May is National Stroke Awareness Month!

Posted May 3, 2019 by Premier Disability Services, LLC®

In the month of May alone, approximately 65,000 Americans will experience a stroke, with many individuals unaware that they were even at risk. Less than a third will arrive in the emergency room within three hours, the optimal time period for better outcomes.

A stroke is a “brain attack”. It can happen to anyone at any time. It occurs when blood flow to an area of brain is cut off. When this happens, brain cells are deprived of oxygen and begin to die. When brain cells die during a stroke, the abilities that are controlled by that area of the brain such as memory and muscle control are lost.

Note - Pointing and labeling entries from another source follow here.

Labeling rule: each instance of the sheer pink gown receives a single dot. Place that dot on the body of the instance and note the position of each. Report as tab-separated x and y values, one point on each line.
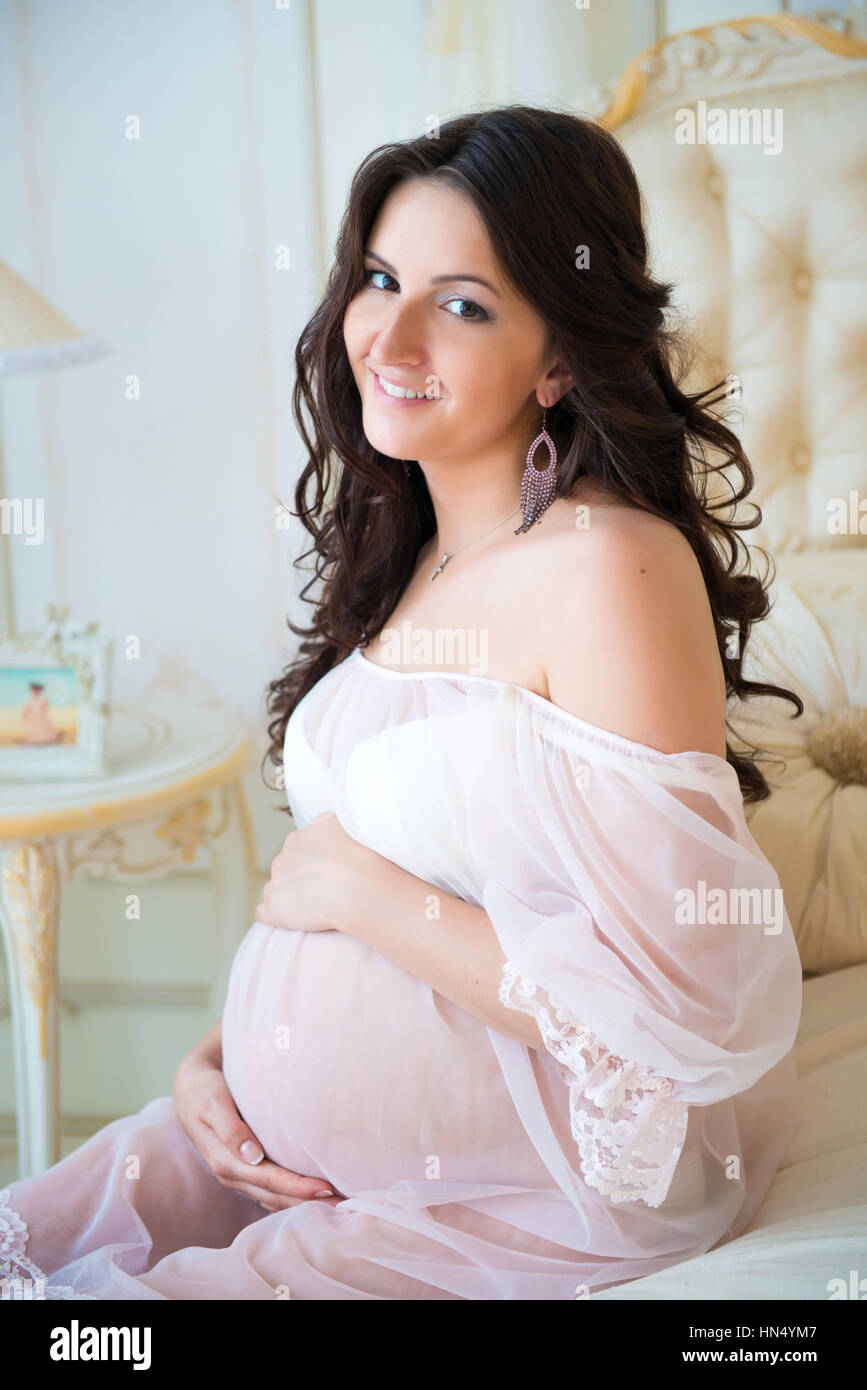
645	933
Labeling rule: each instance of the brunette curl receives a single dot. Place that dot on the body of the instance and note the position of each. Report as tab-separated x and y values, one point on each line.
543	182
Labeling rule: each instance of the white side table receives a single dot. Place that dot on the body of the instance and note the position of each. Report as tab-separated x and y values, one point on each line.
174	791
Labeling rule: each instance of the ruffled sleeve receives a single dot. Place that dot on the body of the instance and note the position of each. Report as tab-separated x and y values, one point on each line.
642	929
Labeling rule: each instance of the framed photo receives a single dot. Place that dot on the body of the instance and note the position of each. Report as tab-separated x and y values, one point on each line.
54	702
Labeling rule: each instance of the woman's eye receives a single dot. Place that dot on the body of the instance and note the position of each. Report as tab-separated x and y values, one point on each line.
477	314
475	317
370	273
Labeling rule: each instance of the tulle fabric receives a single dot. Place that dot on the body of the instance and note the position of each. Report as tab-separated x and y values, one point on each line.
645	1127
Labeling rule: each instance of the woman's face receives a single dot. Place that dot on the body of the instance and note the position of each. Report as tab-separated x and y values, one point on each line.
435	316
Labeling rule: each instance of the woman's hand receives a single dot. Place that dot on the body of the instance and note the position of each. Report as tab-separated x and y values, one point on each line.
313	876
229	1148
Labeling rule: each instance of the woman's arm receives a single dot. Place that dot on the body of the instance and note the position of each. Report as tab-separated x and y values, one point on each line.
442	940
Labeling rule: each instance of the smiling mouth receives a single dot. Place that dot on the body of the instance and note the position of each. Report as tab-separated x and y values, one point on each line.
399	395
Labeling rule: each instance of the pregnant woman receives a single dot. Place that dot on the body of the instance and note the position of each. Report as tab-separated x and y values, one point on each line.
521	993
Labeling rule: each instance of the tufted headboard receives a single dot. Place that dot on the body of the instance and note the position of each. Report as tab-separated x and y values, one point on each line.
767	248
767	252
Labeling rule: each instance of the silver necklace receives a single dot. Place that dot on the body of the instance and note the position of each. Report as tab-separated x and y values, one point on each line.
449	555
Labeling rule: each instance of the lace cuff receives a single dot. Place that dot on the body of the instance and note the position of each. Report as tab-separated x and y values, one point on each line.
20	1278
628	1129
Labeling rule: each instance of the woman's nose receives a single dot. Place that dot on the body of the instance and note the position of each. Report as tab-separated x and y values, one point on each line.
399	337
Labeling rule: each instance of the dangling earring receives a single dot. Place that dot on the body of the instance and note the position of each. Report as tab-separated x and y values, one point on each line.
537	485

You can use the acronym FAST to remember and identify the most common symptoms of a stroke:

  • FACE – Ask the person to smile. Does one side of the face droop?
  • ARMS – Ask the person to raise both arms. Does one arm drift downward?
  • SPEECH – Ask the person to repeat a simple phrase. Is their speech slurred or strange?
  • TIME – If you observe any of these signs, call 9-1-1 immediately.

How a person is affected by their stroke depends on where the stroke occurs in the brain and how much the brain is damaged. For example, someone who had a small stroke may only have minor problems such as temporary weakness of an arm or leg. People who have larger strokes may be permanently paralyzed on one side of their body or lose their ability to speak. Some people recover completely from strokes, but more than 2/3 of survivors will have some type of disability.

If you have suffered a stroke that results in long-term or permanent impairments that make working no longer possible, you may be eligible to receive Social Security disability benefits. For example, you may have difficulty concentrating, remembering details or how to do tasks, or communicating messages or issues to the proper staff. Or, if one side of your body was left paralyzed, you may have to drag your leg or foot, which impacts your mobility and your ability to stand in one position for prolonged timeframes. Or if you have inability to use an arm, you may find yourself unable to lift, carry, or grasp things as you normally would.

If you or someone you know is unable to work due to a medical condition, please contact us for a free evaluation of your claim!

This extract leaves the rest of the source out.